According to the Manual, reviewing authorities may either dismiss “the affected charges” or direct “a new trial or rehearing”, “[w]hen further inquiry after trial produces new information which raises an issue concerning mental responsibility at the time of the offense. ” (Emphasis added). In view of this language, the Court of Military Review is not free to decide the issue of mental responsibility — as it may do with respect to mental capacity. Instead, it may only determine whether the “new information” obtained after trial “raises an issue concerning mental responsibility”; and if that issue is raised, then that court must direct either dismissal of the charges or “a new trial or rehearing.”
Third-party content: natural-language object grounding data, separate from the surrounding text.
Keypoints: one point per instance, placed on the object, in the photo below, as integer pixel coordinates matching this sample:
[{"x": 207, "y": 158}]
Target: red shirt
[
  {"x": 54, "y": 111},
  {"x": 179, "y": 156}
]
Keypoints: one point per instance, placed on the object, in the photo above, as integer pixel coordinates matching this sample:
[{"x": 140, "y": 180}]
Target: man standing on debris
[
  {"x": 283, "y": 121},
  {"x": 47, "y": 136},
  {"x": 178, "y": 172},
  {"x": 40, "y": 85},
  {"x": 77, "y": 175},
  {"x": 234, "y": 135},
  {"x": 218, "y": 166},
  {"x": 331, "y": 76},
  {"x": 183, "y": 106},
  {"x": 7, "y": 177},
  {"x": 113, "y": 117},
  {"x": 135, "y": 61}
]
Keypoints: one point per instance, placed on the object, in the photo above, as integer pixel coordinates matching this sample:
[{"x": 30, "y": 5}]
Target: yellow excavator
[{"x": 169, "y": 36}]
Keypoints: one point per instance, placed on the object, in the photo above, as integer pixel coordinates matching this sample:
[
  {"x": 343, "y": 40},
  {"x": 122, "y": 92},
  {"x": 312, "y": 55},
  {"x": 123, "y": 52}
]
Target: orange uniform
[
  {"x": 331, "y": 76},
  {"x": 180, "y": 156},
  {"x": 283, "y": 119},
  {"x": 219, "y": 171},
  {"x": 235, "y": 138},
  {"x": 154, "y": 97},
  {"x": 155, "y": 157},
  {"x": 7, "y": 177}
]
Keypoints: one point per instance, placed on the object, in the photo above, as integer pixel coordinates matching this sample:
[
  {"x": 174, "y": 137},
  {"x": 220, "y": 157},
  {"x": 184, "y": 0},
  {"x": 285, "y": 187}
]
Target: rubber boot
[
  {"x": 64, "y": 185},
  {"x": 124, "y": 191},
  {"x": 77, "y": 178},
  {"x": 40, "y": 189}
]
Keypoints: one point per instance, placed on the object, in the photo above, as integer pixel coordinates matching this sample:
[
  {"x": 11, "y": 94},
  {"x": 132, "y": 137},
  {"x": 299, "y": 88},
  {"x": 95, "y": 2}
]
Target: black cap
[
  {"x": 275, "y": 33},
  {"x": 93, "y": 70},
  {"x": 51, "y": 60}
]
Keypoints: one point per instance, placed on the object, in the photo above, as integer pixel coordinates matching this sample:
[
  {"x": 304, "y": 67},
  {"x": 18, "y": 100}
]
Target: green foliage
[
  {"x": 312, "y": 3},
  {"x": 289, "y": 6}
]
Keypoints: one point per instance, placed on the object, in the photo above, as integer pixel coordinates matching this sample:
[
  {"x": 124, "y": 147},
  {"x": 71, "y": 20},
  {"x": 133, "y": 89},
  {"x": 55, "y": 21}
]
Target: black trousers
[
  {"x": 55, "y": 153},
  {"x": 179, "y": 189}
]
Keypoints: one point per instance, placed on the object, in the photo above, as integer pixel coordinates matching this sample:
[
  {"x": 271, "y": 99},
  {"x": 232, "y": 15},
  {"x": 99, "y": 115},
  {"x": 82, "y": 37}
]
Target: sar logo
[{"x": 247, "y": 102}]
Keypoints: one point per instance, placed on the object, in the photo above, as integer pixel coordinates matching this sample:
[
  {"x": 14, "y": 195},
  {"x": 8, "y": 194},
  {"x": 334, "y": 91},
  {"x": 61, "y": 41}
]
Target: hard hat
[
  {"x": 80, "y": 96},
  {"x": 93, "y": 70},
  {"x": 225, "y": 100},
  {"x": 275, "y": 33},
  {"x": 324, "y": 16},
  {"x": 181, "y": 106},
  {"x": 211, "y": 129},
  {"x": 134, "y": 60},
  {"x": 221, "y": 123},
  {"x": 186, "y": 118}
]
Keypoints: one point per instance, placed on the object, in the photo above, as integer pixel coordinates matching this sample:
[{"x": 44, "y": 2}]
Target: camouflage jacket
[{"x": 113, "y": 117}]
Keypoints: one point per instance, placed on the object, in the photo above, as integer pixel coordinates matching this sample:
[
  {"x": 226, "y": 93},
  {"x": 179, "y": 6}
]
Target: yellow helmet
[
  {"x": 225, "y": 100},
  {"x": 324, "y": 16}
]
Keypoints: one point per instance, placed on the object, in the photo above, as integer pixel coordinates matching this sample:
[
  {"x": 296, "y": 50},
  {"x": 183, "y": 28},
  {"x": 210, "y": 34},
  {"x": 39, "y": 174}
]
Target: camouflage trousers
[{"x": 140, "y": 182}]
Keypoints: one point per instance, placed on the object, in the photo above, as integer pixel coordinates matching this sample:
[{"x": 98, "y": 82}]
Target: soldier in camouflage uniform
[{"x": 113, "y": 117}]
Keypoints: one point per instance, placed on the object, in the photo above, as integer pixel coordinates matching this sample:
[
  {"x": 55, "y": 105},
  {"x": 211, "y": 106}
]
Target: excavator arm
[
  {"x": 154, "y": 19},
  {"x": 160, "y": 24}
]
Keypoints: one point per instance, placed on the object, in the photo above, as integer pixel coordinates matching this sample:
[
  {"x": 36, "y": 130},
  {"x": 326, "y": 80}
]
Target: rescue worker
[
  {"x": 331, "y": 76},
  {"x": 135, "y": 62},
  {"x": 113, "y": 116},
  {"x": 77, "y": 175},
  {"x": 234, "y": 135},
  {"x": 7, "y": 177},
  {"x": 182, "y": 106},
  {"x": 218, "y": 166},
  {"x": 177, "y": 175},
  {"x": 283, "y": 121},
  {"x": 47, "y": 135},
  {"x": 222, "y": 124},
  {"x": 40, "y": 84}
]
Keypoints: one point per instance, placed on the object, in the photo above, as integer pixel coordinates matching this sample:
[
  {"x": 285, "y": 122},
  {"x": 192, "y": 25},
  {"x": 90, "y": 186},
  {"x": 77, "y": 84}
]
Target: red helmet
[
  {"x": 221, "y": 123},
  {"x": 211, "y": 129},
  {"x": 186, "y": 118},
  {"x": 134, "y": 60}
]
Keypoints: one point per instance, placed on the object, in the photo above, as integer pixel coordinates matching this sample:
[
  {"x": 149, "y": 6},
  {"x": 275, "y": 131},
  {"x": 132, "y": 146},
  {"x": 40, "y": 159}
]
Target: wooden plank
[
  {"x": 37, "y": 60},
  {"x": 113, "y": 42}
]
The DuBay hearing ordered by the Court of Military Review was a suitable means for obtaining and evaluating “new information” about Roberts.2 However, the DuBay hearing was not itself the “rehearing” to which paragraph 124 of the Manual refers. See also para. 816, Manual, supra. A principal reason why the Du-Bay hearing ordered in this ease did not qualify as a “rehearing” under paragraph 124 is that at a “rehearing,” an accused may insist on trial by the members of the *196court-martial, even though originally he had been tried by a military judge alone. This rule, in turn, probably stems from the provision of Article 16 of the Code, 10 U.S.C. § 816, that an accused, “knowing the identity of the military judge and after consultation with defense counsel,” may request trial by judge alone. (Emphasis added.)
Perhaps an exception might be recognized if the DuBay hearing took place before the same judge who tried the case originally without members. In that instance, the accused could not complain that issues were being decided by a judge whose identity was unknown to him when he waived trial by members. Moreover, the DuBay hearing could in that event be analogized to a post-trial hearing before the judge who conducted the trial. Cf. United States v. Brickey, 16 M.J. 258 (C.M.A. 1983). However, at this time I shall not pursue further the existence of such an exception, because here the DuBay hearing did not take place before the judge who originally tried the case. Instead, I join in remanding the case to the Court of Military Review for determination whether, in light of all the information before it, an issue of mental responsibility at the time of the offense has been raised. See also United States v. Triplett, supra.
. United States v. DuBay, 17 U.S.C.M.A. 147, 37 C.M.R. 411 (1967).
. Perhaps the judge who conducted the DuBay hearing could have rendered an even greater service to the Court of Military Review by making a finding as to whether the issue of mental responsibility at the time of the offense was "raised.”